Smith then draws attention to Donne’s expression ‘rebegot’ and how it might refer to new beginnings of beginnings, a kind of ‘progenesis’. Throughout the rest of her sermon, in between her quick, witty speech, at several points she interrupts her own train of thought to reintroduce herself: ‘Hello, I’m Ali Smith; it’s lovely to be here’. In turn the structure of her sermon conveys this sense of ‘rebegetting’. Smith argues that the power of our imagination gives us the responsibility of what we beget through our imagination, and in turn, how we ‘rebeget’ our world.
Though the form of the ‘sermon’ has become associated with haranguing, (‘and I’ve not got round to haranguing you yet’, jokes Smith) she suggests that the sermon joins voice and language together in an act of making connections. And with the request for the audience to pause and quietly reflect once Smith has finished speaking, the sermon seems to invite a cooperation of imaginative thought. Smith sets up a cooperation of imaginations within her sermon by reading quotes from the works of various writers. Smith states that ‘every writer is an active verb’, from John Donne to Charles Dickens to Angela Carter, which illustrates how we continue to actively deal with the imaginations of these writers from the past in the present; we continuously ‘rebeget’ them.
There are so many layers of complexity to Ali’s sermon that not only is it both difficult for me to scribble notes and to summarise her nuanced language in a short review, but the sermon really does demand a pause for reflection after she has finished; an audience member behind me who feels it too mutters ‘wow’. In the Q&A session led by broadcaster Edward Stourton and with contributions from the audience, Smith discusses her approach to writing her sermon, her thoughts on religion and also on writing. Smith returns again to her idea of the power of the imagination when asked about writing fiction: she argues that ‘fiction is made-up truth’, suggesting that fiction has a responsibility to continuously interrogate our present world and in turn to develop the future.

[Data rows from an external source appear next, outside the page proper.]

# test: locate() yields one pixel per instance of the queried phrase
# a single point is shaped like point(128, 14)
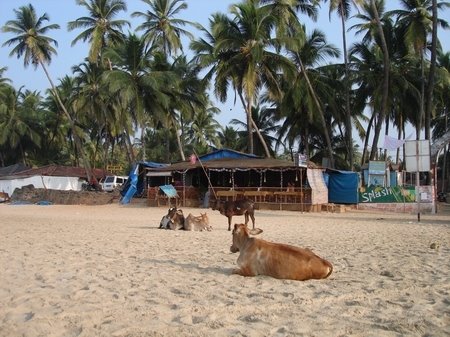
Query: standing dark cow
point(174, 219)
point(237, 207)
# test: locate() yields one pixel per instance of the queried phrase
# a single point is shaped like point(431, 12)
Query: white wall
point(54, 183)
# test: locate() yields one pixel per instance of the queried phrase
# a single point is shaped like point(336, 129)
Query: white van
point(112, 182)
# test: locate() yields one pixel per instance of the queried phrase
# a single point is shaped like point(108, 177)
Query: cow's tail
point(330, 267)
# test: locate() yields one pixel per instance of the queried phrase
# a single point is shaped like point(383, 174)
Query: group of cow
point(175, 220)
point(257, 256)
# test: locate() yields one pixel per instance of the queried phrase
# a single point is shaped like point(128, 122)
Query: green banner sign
point(379, 194)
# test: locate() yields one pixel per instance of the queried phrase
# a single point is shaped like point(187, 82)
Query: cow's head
point(216, 205)
point(240, 235)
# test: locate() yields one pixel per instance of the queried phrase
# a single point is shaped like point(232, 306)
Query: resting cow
point(237, 207)
point(197, 223)
point(260, 257)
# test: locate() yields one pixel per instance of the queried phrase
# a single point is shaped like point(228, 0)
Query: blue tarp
point(135, 183)
point(169, 190)
point(226, 153)
point(342, 186)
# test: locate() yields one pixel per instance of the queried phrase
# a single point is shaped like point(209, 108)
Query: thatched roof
point(231, 163)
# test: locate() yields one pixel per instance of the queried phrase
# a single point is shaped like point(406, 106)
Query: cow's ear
point(255, 231)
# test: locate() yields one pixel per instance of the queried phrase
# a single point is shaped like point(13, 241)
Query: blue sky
point(63, 11)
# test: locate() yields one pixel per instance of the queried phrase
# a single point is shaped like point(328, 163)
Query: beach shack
point(228, 175)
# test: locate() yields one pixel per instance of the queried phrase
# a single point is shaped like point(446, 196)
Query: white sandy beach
point(109, 271)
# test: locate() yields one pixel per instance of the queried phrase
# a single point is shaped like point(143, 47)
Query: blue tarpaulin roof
point(226, 153)
point(169, 190)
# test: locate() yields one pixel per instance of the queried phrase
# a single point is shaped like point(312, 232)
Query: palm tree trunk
point(386, 71)
point(429, 97)
point(130, 153)
point(366, 139)
point(180, 146)
point(321, 113)
point(78, 144)
point(348, 118)
point(258, 133)
point(248, 110)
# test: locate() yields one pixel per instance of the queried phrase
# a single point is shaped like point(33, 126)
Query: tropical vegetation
point(149, 94)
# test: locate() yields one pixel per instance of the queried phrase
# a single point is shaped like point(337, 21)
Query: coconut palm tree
point(373, 22)
point(417, 20)
point(18, 121)
point(247, 58)
point(342, 8)
point(267, 126)
point(229, 138)
point(37, 49)
point(303, 106)
point(138, 86)
point(161, 26)
point(101, 30)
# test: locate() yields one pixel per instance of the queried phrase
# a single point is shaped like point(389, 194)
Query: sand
point(109, 271)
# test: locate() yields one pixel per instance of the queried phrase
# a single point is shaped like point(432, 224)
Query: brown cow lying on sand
point(197, 223)
point(244, 207)
point(259, 257)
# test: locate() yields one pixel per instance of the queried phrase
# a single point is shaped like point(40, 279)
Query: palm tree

Both Smith’s powerful sermon and her witty responses during the Q&A session earn her a loud and enthusiastic applause at the end of the event. But during the applause I am still thinking about her answer to the final question from Stourton, who asked what Smith wanted her audience to take away from her sermon. Smith answered that she wanted people to take away ‘the feeling of an open eye’. I know that for me the musty sweet scent of cathedrals is what spirituality smells like. But the ‘feeling of an open eye’ – isn’t this what spirituality feels like?